"Well, I rather guess not!" cried Bob. "Think I'll refuse Fran's first request?" He sped upstairs, uncommonly light of foot.
"Now," whispered Fran wickedly, "let's run off and leave him."
"I'm with you!" Abbott whispered boyishly.
They burst from the building like a storm, Fran laughing musically, Abbott laughing joyously, Jakey laughing loudest of all. They sallied down the front walk under the artillery fire of hostile eyes from the green veranda. They continued merry. Jakey even swaggered, fancying himself a part of it; he regretted his short trousers.

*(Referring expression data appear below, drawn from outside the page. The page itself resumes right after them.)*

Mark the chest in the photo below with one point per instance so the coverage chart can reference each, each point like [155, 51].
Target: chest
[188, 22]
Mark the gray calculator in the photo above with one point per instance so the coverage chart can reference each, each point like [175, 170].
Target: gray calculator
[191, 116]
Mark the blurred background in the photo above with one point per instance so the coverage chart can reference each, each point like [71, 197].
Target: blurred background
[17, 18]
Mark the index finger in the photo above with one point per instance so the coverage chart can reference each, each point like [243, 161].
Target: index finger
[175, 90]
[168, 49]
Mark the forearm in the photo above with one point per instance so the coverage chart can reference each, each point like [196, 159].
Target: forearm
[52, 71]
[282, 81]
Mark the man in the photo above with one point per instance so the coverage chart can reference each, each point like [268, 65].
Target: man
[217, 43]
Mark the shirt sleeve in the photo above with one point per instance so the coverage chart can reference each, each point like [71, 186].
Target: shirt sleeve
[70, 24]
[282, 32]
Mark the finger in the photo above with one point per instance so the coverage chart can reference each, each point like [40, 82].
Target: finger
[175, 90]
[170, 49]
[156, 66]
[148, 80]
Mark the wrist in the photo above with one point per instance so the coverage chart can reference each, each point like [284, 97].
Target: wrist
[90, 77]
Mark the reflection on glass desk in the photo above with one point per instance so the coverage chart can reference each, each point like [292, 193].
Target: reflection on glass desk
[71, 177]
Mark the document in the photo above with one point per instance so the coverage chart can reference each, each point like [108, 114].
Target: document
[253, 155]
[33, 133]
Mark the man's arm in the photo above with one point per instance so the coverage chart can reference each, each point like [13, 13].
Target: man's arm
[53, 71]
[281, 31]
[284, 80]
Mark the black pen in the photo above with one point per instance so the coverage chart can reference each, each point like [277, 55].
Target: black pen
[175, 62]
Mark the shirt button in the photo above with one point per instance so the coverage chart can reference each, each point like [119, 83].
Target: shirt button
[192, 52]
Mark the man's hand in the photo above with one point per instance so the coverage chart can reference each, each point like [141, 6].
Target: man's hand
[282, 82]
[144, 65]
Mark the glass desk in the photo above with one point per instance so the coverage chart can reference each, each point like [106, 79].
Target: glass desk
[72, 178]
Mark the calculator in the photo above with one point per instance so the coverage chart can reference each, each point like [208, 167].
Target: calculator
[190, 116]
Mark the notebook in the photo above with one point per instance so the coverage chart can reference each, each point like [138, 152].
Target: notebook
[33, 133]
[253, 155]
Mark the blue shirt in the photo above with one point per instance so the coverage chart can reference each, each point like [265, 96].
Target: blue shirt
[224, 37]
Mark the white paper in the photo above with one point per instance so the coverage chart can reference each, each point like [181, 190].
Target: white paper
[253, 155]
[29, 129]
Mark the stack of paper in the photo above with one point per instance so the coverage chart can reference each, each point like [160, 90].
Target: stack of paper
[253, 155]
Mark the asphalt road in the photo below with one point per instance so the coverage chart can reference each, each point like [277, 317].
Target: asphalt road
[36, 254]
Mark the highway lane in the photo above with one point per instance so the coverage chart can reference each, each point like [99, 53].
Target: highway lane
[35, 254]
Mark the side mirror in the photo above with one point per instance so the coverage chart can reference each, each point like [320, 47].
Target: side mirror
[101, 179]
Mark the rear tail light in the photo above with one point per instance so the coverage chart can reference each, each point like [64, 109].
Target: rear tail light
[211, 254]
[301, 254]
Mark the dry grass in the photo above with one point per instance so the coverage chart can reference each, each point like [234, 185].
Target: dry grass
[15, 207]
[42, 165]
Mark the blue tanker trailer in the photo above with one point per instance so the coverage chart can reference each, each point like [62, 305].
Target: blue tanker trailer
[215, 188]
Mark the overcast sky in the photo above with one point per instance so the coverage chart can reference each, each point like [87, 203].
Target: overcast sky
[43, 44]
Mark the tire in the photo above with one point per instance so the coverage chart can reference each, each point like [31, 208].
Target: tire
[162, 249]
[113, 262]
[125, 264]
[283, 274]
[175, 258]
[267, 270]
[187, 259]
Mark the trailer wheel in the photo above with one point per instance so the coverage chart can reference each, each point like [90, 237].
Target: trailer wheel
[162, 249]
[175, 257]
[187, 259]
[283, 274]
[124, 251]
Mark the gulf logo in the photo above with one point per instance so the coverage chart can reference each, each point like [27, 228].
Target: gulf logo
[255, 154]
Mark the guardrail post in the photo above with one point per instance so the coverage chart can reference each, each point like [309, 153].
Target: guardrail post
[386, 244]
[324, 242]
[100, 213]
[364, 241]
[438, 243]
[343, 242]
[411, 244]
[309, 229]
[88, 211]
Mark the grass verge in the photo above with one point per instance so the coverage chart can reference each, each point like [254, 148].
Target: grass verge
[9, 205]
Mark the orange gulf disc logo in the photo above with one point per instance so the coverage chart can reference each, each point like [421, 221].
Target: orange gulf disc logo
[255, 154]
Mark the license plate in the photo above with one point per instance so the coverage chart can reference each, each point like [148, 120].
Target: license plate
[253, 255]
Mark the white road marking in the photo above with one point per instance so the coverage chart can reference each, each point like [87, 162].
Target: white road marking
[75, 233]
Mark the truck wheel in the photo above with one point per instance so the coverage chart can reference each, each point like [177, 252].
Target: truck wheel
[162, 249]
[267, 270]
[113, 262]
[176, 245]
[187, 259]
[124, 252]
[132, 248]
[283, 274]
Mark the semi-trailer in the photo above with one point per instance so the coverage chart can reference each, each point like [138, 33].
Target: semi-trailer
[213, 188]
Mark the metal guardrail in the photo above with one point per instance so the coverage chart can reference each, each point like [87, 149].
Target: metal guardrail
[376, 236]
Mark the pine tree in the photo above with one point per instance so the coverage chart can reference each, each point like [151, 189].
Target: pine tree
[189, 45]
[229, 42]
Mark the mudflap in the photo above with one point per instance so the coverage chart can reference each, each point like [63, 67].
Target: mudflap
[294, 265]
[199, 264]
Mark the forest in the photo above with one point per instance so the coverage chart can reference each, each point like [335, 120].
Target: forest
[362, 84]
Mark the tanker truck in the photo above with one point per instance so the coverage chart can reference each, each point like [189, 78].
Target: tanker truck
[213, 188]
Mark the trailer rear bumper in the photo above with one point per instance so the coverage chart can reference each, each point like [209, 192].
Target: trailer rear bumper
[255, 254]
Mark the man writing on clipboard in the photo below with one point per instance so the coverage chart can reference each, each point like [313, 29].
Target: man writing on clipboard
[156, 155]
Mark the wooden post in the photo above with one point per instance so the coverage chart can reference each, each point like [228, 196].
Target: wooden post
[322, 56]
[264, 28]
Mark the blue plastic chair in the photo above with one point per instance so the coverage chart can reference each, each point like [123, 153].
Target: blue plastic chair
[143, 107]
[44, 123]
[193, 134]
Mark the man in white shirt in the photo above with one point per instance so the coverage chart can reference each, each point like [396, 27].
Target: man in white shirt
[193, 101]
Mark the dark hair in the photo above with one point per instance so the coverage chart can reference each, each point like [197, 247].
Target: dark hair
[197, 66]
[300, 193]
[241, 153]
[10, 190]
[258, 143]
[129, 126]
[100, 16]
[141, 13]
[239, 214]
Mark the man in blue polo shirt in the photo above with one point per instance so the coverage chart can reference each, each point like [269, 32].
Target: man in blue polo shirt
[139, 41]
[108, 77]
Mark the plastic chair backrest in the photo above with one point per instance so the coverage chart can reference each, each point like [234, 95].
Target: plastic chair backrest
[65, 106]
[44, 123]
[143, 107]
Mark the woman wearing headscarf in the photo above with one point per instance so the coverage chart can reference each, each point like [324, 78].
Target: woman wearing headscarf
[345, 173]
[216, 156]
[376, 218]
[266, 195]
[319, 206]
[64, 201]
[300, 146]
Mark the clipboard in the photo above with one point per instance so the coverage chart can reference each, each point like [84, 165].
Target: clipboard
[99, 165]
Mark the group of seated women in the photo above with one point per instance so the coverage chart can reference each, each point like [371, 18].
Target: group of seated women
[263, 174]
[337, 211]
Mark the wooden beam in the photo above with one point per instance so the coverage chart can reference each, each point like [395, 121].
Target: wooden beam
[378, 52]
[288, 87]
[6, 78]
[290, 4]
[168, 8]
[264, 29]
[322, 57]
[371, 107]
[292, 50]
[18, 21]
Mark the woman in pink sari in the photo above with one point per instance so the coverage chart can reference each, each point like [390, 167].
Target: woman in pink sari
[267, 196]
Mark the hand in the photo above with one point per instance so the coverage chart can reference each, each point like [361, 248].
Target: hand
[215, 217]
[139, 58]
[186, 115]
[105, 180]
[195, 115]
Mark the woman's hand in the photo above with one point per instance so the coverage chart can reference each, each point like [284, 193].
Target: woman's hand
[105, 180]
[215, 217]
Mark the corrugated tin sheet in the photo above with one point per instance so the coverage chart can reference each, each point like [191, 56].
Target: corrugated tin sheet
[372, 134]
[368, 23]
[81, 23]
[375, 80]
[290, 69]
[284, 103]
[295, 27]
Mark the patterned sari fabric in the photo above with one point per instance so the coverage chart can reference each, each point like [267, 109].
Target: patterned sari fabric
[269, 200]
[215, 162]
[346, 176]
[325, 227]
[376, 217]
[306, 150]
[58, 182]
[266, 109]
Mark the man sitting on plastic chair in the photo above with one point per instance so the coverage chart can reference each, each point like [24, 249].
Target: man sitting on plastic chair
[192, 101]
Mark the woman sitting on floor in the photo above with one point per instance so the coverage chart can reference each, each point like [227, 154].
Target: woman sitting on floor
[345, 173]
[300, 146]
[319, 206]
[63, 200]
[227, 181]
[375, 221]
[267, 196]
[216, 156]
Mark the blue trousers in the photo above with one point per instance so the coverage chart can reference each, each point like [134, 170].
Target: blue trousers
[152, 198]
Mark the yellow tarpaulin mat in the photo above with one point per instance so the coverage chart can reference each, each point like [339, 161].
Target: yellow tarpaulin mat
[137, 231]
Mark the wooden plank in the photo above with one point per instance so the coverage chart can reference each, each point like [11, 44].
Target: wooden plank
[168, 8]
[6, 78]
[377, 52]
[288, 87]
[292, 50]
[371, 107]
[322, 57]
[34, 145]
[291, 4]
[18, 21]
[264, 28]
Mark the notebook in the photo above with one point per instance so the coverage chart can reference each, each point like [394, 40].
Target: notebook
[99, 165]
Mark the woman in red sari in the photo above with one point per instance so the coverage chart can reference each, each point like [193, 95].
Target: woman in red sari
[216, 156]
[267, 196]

When Robert Clinton overtook them, he was red and breathless, but Fran's beribboned hat was clutched triumphantly in his hand. It was he who first discovered the ambuscade. He suddenly remembered, looked across the street, then fell, desperately wounded. The shots would have passed unheeded over Abbott's head, had not Fran called his attention to the ambuscade.
"It's a good thing," she said innocently, "that you're not holding my hand—" and she nodded toward the boarding-house. Abbott looked, and turned for one despairing glance at Bob; the latter was without sign of life.
"What shall we do?" inquired Fran, as they halted ridiculously. "If we run for it, it'll make things worse."
"Oh, Lord, yes!" groaned Bob; "don't make a bolt!"
Abbott pretended not to understand. "Come on, Fran, I shall go home with you." His fighting blood was up. In his face was no surrender, no, not even to Grace Noir. "Come," he persisted, with dignity.
"How jolly!" Fran exclaimed. "Shall we go through the grove?—that's the longest way."